College professor of government Brendan Nyhan told NPR of other presidents who employed

the model, “FDR was not giving fireside chats about why the New York Times was a failing

institution” (Keith, 2016). If the president cleans up his Twitter behavior to feature positive, non-

controversial information and foster a relationship with the public, he would likely see a positive

reaction from the people and by default their representatives.

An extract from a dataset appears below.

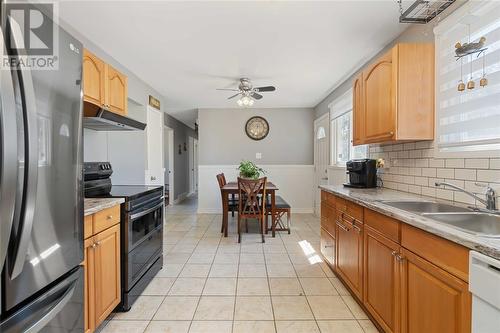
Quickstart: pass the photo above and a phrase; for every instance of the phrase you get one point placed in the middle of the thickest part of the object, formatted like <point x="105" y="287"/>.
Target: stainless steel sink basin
<point x="481" y="224"/>
<point x="425" y="206"/>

The @realDonaldTrump’s #MakeAmericaGreatAgain rhetoric doesn’t quite fit Kernell’s

modest 1987 definition of going public, and Neustadt likely never envisioned the president

partaking the aura of his physical surroundings in Mar-a-Lago. Frankly, even in the first few

days of November 2016, many Americans could not conceive the idea of a president quite like

Donald Trump. Despite the odds, though, the 45th President of the United States will soon

happen upon his 100th day in office. This anniversary comes with little substantive achievement

attached, as the president has not seen a single successful legislative endeavor enacted. Trump’s

failure to prompt legislative progress highlights the importance of working with Congress to

some capacity. His attempts at bargaining have fallen short, as legislatures have little incentive to
work with the unpopular president. At this point in his career, Trump’s best option is to go

public. In doing so, he can simultaneously get Congress to support his measures and mend a

dismal relationship with the public. The caveat to this is that Trump must be more cautious in his

conversations with the public, as his current rhetoric often reads negative. If Trump can prove

legislative success by going public, he may have more options to work with Congress in different

capacities moving forward.


References

Doherty, C. (2017). 6 things we’ve learned since the 2016 election. Pew Research Center.

Draper, R. (2017). Trump vs. Congress: Now what? The New York Times.

Keith, T. (2016). Commander-in-tweet: Trump’s social media use and presidential media

avoidance. NPR.

Kernell, S. (2007). Going public: New strategies of presidential leadership. Washington, D.C.:

CQ Press.

Neustadt, R. E. (1990). Presidential power and the modern presidents. New York: Free Press.

Newport, F. (2016). Trump’s three challenges as CEO of government. Gallup.

Phillip, A. & Costa, R. (2017). Trump remains the center of attention but he’s increasingly

isolated politically. The Washington Post.

The Washington Post. (2016). Why I voted for Trump.